Mais face à la pression des proches d’Ensaf qui tentent de s’immiscer dans le moindre recoin de leur vie quotidienne, le couple décide rapidement de quitter Jizan pour Djeddah, une plus grosse ville, où ils seront tranquilles. Raïf laisse alors tomber son affaire dans le bâtiment et ouvre un institut de formation à Internet.
Les pressions se sont accentuées, jusqu’à la fatwa
Quatre ans après leur mariage, en 2006, Raïf créé un site Internet sur lequel il commence à publier des articles dans lesquels il critique la rigidité du système saoudien et appelle à la libéralisation du royaume. "Au début, j’étais contre cette idée, puis j’ai compris l’importance que cela représentait pour Raïf d’exprimer et de défendre ses idéaux", explique la jeune femme.
Raïf lit de plus en plus. Il s’intéresse aux Lumières, à la Révolution française, à l’histoire de l’Europe moderne. C’est à ce moment-là qu'il éveille les soupçons de la police religieuse. L’année qui suit la création de son blog, les autorités lui confisquent son ordinateur. "Les pressions se sont accentuées de plus en plus jusqu’à ce jour de 2011, quand une fatwa a été lancée contre lui, l’accusant d’apostasie", se souvient Ensaf. "Raïf m’a donc demandé de quitter le pays avec les enfants. Lui n’avait pas le droit de voyager. Je suis donc partie m’installer au Québec."

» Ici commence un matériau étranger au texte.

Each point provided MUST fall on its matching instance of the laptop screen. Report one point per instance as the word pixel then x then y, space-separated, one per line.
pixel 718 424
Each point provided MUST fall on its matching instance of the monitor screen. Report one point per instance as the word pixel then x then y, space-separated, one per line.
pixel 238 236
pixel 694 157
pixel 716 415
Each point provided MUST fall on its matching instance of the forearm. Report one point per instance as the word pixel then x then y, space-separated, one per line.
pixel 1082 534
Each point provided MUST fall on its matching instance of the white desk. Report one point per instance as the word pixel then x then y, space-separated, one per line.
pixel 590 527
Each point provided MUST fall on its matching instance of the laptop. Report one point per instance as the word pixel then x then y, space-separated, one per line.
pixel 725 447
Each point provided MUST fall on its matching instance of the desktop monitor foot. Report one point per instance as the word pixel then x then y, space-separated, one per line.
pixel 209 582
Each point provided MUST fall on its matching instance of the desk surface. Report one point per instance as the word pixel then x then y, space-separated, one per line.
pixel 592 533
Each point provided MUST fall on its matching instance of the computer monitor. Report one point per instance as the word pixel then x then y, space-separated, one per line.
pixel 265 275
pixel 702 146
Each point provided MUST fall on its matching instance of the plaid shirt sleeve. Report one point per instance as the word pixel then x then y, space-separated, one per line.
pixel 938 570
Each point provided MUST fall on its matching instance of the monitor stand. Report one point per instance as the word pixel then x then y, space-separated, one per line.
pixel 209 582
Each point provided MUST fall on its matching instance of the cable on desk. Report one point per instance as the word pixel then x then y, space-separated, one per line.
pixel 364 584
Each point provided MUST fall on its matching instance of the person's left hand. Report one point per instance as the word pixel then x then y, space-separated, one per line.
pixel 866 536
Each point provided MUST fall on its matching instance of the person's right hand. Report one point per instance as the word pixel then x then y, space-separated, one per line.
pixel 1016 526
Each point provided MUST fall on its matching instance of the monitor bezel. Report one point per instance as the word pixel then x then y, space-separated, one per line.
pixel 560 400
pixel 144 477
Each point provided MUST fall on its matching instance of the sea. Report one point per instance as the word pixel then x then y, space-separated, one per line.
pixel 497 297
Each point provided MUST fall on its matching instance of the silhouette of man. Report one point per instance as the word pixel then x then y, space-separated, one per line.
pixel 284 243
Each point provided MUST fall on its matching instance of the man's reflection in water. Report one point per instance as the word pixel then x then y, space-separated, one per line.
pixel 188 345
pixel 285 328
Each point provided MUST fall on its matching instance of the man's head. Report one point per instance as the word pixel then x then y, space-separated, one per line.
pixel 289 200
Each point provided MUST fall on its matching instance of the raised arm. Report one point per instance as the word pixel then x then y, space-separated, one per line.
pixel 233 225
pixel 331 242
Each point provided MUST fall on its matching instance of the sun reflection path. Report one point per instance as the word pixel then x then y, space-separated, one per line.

" S’il se voyait accorder la nationalité française peut être que nous verrions une issue à son calvaire "
Depuis trois ans maintenant, depuis que son mari a été arrêté et condamné à dix ans de prison et 1.000 coups de fouet, Ensaf se bat pour que Raïf soit libéré et puisse rejoindre sa famille au Canada. "Mon mari n’est ni un terroriste, ni un criminel, juste un homme qui a exprimé ses idées, c’est pourquoi je demande au roi Salmane de bien vouloir le gracier", réclame la jeune femme.
Ensaf Haidar appelle le gouvernement français "à aider Raïf par tous les moyens. S’il se voyait accorder la nationalité française ou un passeport blanc alors peut-être que nous verrions une issue à son calvaire", conclut la jeune femme.
Ensaf Haidar publie Mon combat pour sauver Raïf Badawi, aux éditions de l’Archipel, 280 pages, 20 euros.